Le torchon brûle entre Nessma TV et Médiascan. La chaîne de télévision met en doute les méthodes de la société de mesure d’audience, qui l’accrédite de taux très faibles. Celle-ci crie au harcèlement et saisit la justice. Cherchez l’erreur? Par Ridha Kéfi
Au-delà de cet épisode, somme toute banal, on peut dire qu’il n’y a rien de nouveau dans le milieu de l’information et de la communication en Tunisie, fortement marqué par 23 ans de dictature, de passe-droit et de corruption.
Et d’ailleurs, pour tout dire, en dehors des gesticulations anti-Ben Ali des mêmes journalistes qui, hier encore, faisaient reluire les souliers du dictateur et se jetaient comme des affamés sur ses miettes, qu’y a-t-il de vraiment nouveau dans cet immense bal masqué des médias en Tunisie?
Rien, strictement rien. Les mêmes titres, les mêmes noms, les mêmes têtes et, presque aussi, les mêmes postures… opportunistes.
Les esclaves changent de maître, mais leurs échines n’en sont que plus courbées…
Je te tiens, tu me tiens par la barbichette!
Pour revenir à notre sujet: les boîtes de mesures d’audience continuent donc d’être accusées de bidouillage par les chaînes de télévision qui se voient attribuer des scores en-deçà de ce qu’ils espèrent.
Les premières voudraient bien voir les résultats de leurs enquêtes enfin acceptés par les secondes, qui conditionnent leur acceptation par le niveau des taux qu’on leur attribue. En somme, comme dit l’adage: «Je te tiens, tu me tiens par la barbichette!» Et à qui mieux-mieux… «Souk ou dallel»…
Les dindons de cette farce, qui n’a rien de drôle, ce sont, on l’imagine, le grand public et, surtout, les annonceurs qui font vivre tout ce beau monde sans pour autant avoir la certitude que leur argent est bien dépensé. Tout le reste est bidonnage, mise en scène, jeu de rôles, petits mensonges et gros intérêts. Gros bras contre grandes gueules, et vice et versa… Plus hâbleur que moi tu meurs!
Qu’elle est belle la Tunisie de l’après-Ben Ali! Elle ressemble à s’y méprendre à celle d’avant la révolution. Or, celle-ci ayant bon dos, c’est en son nom désormais que les bluffeurs d’hier rivalisent avec les frimeurs d’aujourd’hui. Comme quoi, on n’est pas sorti de l’auberge… benalienne.
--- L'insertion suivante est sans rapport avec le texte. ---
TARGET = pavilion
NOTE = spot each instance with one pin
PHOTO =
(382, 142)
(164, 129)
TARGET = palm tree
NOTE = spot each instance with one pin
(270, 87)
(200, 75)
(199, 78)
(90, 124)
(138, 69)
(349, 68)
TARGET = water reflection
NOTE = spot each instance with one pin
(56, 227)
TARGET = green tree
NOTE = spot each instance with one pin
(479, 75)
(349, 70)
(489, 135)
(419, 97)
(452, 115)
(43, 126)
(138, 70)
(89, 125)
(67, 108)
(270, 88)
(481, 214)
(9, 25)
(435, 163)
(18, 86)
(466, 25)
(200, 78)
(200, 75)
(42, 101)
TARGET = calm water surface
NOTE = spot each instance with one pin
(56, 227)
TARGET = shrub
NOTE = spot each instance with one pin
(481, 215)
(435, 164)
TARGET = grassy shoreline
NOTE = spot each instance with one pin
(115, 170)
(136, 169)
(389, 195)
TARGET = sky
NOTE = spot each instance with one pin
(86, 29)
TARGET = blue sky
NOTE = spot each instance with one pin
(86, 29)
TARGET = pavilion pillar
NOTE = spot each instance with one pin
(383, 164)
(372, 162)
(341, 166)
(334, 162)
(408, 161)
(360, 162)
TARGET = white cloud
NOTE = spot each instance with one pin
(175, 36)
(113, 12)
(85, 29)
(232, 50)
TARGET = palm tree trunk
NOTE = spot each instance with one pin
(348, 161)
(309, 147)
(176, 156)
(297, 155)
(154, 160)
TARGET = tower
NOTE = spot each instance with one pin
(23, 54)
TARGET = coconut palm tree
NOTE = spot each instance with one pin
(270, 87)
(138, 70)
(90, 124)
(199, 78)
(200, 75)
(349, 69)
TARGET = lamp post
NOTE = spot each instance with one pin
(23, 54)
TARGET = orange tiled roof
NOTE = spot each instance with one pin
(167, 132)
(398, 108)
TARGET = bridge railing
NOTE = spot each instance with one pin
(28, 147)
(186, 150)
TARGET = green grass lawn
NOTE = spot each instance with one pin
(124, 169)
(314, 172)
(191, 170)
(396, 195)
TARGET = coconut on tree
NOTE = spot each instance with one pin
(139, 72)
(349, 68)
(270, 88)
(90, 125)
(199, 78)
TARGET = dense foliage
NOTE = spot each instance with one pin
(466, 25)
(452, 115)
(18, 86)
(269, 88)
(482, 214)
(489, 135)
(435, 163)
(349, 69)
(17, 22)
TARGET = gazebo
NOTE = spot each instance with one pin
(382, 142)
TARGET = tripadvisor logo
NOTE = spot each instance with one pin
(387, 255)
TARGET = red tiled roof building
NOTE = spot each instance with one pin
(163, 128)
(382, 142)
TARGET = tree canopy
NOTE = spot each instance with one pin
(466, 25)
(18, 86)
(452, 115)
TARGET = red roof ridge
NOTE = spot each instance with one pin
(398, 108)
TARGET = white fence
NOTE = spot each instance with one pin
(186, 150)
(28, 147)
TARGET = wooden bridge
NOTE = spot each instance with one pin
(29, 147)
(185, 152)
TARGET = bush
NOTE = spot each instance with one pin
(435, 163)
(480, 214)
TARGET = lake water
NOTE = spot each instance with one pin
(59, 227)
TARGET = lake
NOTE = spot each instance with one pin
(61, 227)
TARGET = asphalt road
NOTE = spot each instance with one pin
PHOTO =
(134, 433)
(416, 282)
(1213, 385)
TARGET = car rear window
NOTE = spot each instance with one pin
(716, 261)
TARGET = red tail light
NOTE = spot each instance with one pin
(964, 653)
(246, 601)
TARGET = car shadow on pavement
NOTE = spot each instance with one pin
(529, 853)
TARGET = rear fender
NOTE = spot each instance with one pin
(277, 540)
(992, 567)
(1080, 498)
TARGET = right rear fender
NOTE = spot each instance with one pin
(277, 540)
A quelques semaines d’une élection qui sera déterminante pour l’avenir du pays, ce sont donc les mêmes protagonistes, qui ont porté l’ex-dictateur au pinacle de l’arrogance et de la bêtise, qui sont appelés aujourd’hui à informer les électeurs tunisiens. Et à orienter leur vote… Bonjour les dégâts!
La grève du petit écran
Les chaînes de télévision et stations de radio, hier encore vouées au plat divertissement, se sont transformées, en deux temps trois mouvements, en de pseudo-Al-Jazira, et les boîtes de mesures d’audience, hier vouées au marketing des marques, se mettent à réaliser des sondages d’opinion et à conseiller les hommes politiques. On est vraiment bien servi… Et le pire est encore à venir.
Dans cette foire d’empoigne, où tout bouge pour que rien ne change, les accusations de Nessma TV contre Médiascan, comme celles, hier, de Hannibal TV contre Sigma Conseil, seraient un épisode bien charmant et qui prêterait à sourire si, dans cette vraie fausse affaire, ce ne sont pas moi, toi et tous les Tunisiens qui, en fin de compte, sont pris en otages ou, pour tout dire, pour les derniers des cons!
N’est-ce pas notre assiduité télévisuelle que les uns mesurent et au nom de laquelle les autres font leur plein de spots publicitaires? Alors, pour mettre tout le monde d’accord, décrétons la grève du petit écran, boycottons les journaux, n’écoutons plus la radio! Nous n’en serions que moins… désinformés.